Debe de ser duro vivir en este tiempo de exhibiciones
digitales sin poder aprovechar el viento favorable. Lo fundamental hoy es dar el
gran salto desde una determinada tradición ideológica -más o menos sanguinaria-
hacia el presente unánime y progresista, fértil en críticas al “sistema” y
galgos que se adoptan. Lo han hecho todos. Se trata del famosísimo giro al
centro, en el que destiñen los colores. Transversalidad y círculos morados. O naranjas. Está bien que así
sea.
Lo nuevo comparte época con instituciones que condenan
cualquier propósito de cambio. Así, la Iglesia Católica, posicionada
históricamente a la vera del poder mundano, defiende su aportación al
patrimonio intelectual de Occidente, su estatus, sin aclarar el origen; a
saber, la aclimatación política coyuntural que modificó para siempre la faz del
cristianismo. Esa capacidad de la Iglesia para abrirse camino desactivó el
mensaje apocalíptico del Nazareno, pero garantizó su supervivencia, que no es
poco.
El Vaticano tenía cintura, en eso consistía su gracia.
Sus dogmas eran permeables a las expresiones populares, mientras sus jerarcas
hermanaban hábilmente la institución con dinastías y señoríos. Ese entramado
controlador de haciendas y conciencias comenzó a resquebrajarse a raíz de la
Ilustración. El proceso de derrumbe alcanzó, durante los últimos decenios,
niveles de catástrofe. Sacerdotes, obispos y cardenales brotaban públicamente
como oscuras presencias cada vez más obsesionadas con el aborto y la
financiación. Perdida su influencia sobre las almas, insistían en el discurso
agorero, acostumbrándose a interpretar el papel de inadaptados que reciben
burlas y golpes.

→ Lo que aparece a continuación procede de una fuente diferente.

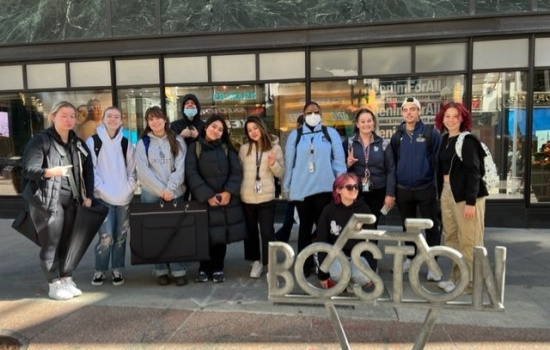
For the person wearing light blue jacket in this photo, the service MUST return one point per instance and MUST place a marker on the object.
(313, 159)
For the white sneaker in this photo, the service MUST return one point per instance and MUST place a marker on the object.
(58, 291)
(447, 286)
(432, 277)
(257, 269)
(407, 265)
(70, 286)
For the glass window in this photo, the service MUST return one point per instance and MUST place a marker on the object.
(542, 52)
(12, 77)
(97, 73)
(540, 167)
(386, 60)
(334, 63)
(282, 65)
(186, 70)
(233, 67)
(498, 108)
(133, 103)
(46, 76)
(137, 72)
(340, 100)
(440, 57)
(501, 54)
(22, 115)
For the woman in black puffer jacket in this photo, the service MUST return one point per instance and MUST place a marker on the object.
(214, 175)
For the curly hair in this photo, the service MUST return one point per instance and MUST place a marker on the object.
(467, 119)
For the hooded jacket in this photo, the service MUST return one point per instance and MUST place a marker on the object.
(179, 125)
(215, 171)
(115, 174)
(328, 160)
(267, 173)
(157, 169)
(332, 221)
(381, 162)
(415, 167)
(40, 154)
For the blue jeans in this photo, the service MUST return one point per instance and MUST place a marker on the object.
(177, 269)
(112, 238)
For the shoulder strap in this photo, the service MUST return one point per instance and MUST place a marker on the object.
(146, 142)
(124, 145)
(198, 149)
(396, 143)
(459, 143)
(97, 144)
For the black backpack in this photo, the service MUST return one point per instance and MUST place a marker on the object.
(300, 131)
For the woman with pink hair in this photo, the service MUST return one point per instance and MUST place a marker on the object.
(333, 219)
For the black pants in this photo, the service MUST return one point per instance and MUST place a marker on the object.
(54, 233)
(309, 211)
(217, 259)
(262, 214)
(283, 234)
(426, 201)
(375, 201)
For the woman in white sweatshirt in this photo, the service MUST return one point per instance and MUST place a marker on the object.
(262, 160)
(160, 164)
(115, 182)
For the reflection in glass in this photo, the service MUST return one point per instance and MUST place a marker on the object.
(25, 114)
(498, 108)
(540, 164)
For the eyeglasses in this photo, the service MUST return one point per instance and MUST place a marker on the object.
(351, 187)
(313, 112)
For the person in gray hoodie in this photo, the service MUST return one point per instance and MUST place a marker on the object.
(115, 182)
(160, 165)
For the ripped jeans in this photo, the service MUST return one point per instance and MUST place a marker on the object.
(112, 238)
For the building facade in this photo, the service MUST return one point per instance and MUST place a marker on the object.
(268, 57)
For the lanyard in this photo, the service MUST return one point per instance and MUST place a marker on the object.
(366, 154)
(259, 156)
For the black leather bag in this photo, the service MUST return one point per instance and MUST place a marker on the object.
(168, 232)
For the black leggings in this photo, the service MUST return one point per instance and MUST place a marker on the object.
(54, 231)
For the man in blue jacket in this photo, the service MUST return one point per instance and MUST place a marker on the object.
(415, 147)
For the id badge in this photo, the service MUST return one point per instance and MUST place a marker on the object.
(258, 187)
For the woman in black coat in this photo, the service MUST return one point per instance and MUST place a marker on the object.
(54, 162)
(214, 175)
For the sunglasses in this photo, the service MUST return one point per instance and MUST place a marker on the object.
(351, 187)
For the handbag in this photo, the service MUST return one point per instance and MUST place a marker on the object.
(168, 232)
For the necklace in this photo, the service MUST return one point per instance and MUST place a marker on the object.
(450, 140)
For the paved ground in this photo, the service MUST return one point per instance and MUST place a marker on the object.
(237, 314)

La homofobia y la discriminación de género se convirtieron en los
nuevos estandartes católicos.
Hacía falta una política diferente, eso estaba claro.
La Iglesia debía probarse un traje nuevo, la máscara de la modernidad. Para
ello, bastaba con manejar las herramientas disponibles con destreza renovada,
nada de profundizar en la doctrina, que eso desgasta. La figura del Papa,
poderosa en la comunicación y capaz aún de llenar plazas y desviar el tráfico,
resultaba indispensable. El impacto de las declaraciones del Pontífice, su
querencia viajera y su potestad para zanjar cualquier discusión facilitaban las
cosas. Mejor una breve entrevista en un avión que iniciar un cambio radical desde
la base.
Y así llegó Francisco. Como sus predecesores, el
argentino continuó repartiendo abrazos. Esta vez, sin embargo, optó por el lado
misericordioso del mensaje, sin desactivar las condenas que siguen al pecado,
pero sin destacarlas. Caer bien desde el principio ayuda a moderar las
críticas. Por ese motivo, cuando interrumpe su prédica sobre el cambio
climático y la desigualdad para tirar al monte –la expulsión del prelado
Krzysztof Charamsa poco antes del inicio del Sínodo de la Familia, la reunión con Kim Davis o la
reacción ante los asesinatos en la sede de Charlie Hebdo- nadie se escandaliza.
La actualidad exige hoy más socialdemocracia aparente y menos explicaciones
sobre la transubstanciación. La Iglesia lo
sabe. Esta es su nueva alianza con el mundo.
* Columna publicada el 8 de octubre de 2015 en El Diario Montañés.